LATEST NEWS
December 20, 2006
Alberta releases five-year plan for school infrastructure building
CALGARY
After months and months in the making, the provincial government has finally come up with its five-year infrastructure blueprint for school construction.
The Schools for Tomorrow plan would see $3.17 billion spent building and renovating schools in Alberta.
Unfortunately, the plan was released just as the government that asked for it last spring was about to change and there is no assurance a new Conservative premier and, probably, a new education minister will go ahead with three and a quarter billion dollars worth of overdue construction.
Education Minister Gene Zwozdesky’s five-year capital strategy would see 82 new and replacement schools built at a cost of $1.4 billion. In addition, the 70-page Schools for Tomorrow reports calls for 71 modernization and preservation projects worth $900 million, 40 new modular structures and an investment of $520 million to be spent on maintenance costs.

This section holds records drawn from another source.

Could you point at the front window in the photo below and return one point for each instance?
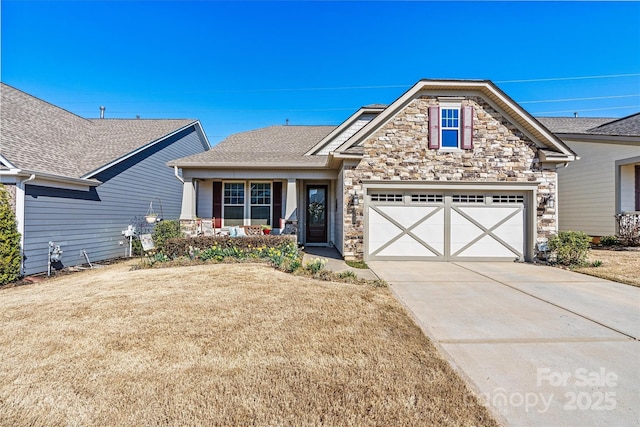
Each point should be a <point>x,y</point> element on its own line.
<point>233,204</point>
<point>260,203</point>
<point>450,127</point>
<point>256,207</point>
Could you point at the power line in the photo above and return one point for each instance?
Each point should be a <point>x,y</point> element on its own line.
<point>584,109</point>
<point>578,99</point>
<point>552,79</point>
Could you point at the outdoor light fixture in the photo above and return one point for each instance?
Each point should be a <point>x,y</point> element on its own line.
<point>547,199</point>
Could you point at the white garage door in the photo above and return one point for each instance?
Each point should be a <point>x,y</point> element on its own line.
<point>454,226</point>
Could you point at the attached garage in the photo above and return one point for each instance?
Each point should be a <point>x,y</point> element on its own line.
<point>454,224</point>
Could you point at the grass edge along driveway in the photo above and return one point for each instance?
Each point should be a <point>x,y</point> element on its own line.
<point>225,344</point>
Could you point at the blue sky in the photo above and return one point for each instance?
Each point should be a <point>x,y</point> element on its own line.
<point>243,65</point>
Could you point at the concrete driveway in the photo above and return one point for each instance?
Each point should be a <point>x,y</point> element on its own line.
<point>539,345</point>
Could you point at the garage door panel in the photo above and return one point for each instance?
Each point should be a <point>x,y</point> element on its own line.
<point>463,232</point>
<point>512,232</point>
<point>431,231</point>
<point>407,216</point>
<point>486,247</point>
<point>381,231</point>
<point>406,245</point>
<point>464,226</point>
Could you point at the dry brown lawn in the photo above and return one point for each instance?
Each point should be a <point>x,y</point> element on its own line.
<point>619,265</point>
<point>232,345</point>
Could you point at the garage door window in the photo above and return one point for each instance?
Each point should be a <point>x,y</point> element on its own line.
<point>383,197</point>
<point>503,198</point>
<point>468,198</point>
<point>427,198</point>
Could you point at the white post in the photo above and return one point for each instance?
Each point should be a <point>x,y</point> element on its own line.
<point>188,210</point>
<point>291,204</point>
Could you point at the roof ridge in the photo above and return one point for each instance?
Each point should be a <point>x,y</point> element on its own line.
<point>615,121</point>
<point>44,101</point>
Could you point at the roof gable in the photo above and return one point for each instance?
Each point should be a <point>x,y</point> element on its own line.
<point>526,123</point>
<point>626,126</point>
<point>270,147</point>
<point>347,129</point>
<point>572,124</point>
<point>40,137</point>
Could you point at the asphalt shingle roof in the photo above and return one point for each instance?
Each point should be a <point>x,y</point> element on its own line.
<point>273,147</point>
<point>41,137</point>
<point>626,126</point>
<point>572,124</point>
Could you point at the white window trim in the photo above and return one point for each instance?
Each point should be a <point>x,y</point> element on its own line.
<point>450,106</point>
<point>248,205</point>
<point>244,205</point>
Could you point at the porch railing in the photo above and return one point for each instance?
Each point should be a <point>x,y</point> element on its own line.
<point>629,227</point>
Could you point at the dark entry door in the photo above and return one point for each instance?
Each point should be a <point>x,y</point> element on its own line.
<point>316,216</point>
<point>638,188</point>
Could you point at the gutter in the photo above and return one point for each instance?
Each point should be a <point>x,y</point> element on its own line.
<point>20,215</point>
<point>175,172</point>
<point>32,175</point>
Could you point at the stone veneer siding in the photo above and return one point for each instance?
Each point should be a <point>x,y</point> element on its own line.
<point>399,152</point>
<point>11,192</point>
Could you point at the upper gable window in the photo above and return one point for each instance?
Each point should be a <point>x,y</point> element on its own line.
<point>450,127</point>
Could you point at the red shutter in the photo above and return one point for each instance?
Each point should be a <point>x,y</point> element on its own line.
<point>276,214</point>
<point>637,188</point>
<point>466,138</point>
<point>217,203</point>
<point>434,127</point>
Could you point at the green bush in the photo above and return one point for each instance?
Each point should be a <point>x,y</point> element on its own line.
<point>609,241</point>
<point>281,251</point>
<point>165,230</point>
<point>315,265</point>
<point>9,241</point>
<point>570,247</point>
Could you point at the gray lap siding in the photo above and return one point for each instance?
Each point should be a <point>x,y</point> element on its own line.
<point>93,220</point>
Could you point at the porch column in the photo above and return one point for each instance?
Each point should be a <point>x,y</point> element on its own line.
<point>291,204</point>
<point>188,210</point>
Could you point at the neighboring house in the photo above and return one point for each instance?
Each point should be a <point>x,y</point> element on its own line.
<point>80,182</point>
<point>606,179</point>
<point>451,170</point>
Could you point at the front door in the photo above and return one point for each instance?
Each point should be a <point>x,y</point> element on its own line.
<point>316,216</point>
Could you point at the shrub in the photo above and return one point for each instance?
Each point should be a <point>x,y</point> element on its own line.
<point>315,265</point>
<point>570,247</point>
<point>281,251</point>
<point>9,241</point>
<point>164,231</point>
<point>629,228</point>
<point>609,241</point>
<point>357,264</point>
<point>348,276</point>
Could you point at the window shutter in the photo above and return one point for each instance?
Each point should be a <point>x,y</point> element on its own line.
<point>276,214</point>
<point>466,138</point>
<point>217,203</point>
<point>434,127</point>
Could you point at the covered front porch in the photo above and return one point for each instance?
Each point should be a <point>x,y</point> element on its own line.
<point>303,203</point>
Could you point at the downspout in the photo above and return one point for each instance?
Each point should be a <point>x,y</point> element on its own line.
<point>20,215</point>
<point>175,172</point>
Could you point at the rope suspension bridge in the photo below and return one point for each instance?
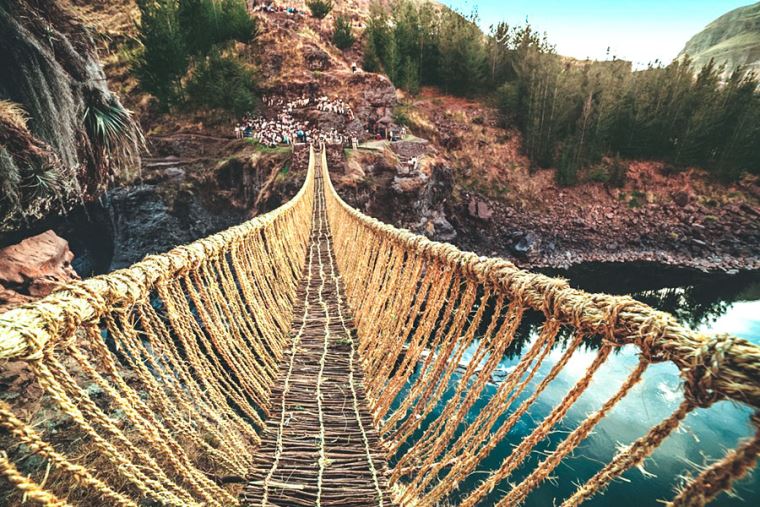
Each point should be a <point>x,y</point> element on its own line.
<point>310,357</point>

Calgary would get 18 new schools, 11 in the public system and seven in the separate system, plus 146 modulars. Calgary has already been given approval for seven new schools to be built this school year, five in the next school year and four in the school year after that.
Zwozdesky paid particular attention to Alberta’s construction labour shortage in his report. He allotted $50 million to funding of equipment for the career technology studies program over five years.
When he was a teacher in the late 1960s and 1970s, schools had “great industrial arts facilities”, says Zwozdesky. Then industrial arts departments in schools fell out of favour. He wants to change that.
“We see the need to spring back, so we’re giving $50 million to industrial arts to encourage young people into the trades.”
Zwozdesky, who had been promising all summer that Schools for Tomorrow, would be finished “soon” and “very very soon”, indicated only two weeks before its release that no decisions would be made until after the Tory leadership race was over.
He’s just trying to ensure himself a job in the new government, opposition MLAs jeered when Zwozdesky released his long awaited report just after the advance poll was held to choose a new premier.
But Zwozdesky promises to fight for his report even if he doesn’t remain education minister.
And he’s hopeful of action. He acknowledges the report calls for a huge amount of infrastructure spending —the bill would have been over $5 billion if he had approved every project school boards wanted.
Schools for Tomorrow has to fit into the larger picture of government spending under way, Zwozdesky says, but “if we’re going to maintain education as a top priority, we must look at how this particular report can address aging infrastructure and the growth pressures of booming Calgary, Edmonton, Airdrie, Chestermere, Grande Prairie, Fort McMurray and Red Deer.”
At the end of August, the provincial government anted up $303 million in infrastructure funding to help tackle the problem of crumbling schools.
That included $34 million for 130 steel-framed modular classrooms.
Schools have been using the steel-framed structures rather than wood ones since 2005 because they last longer and can be fitted directly to existing schools.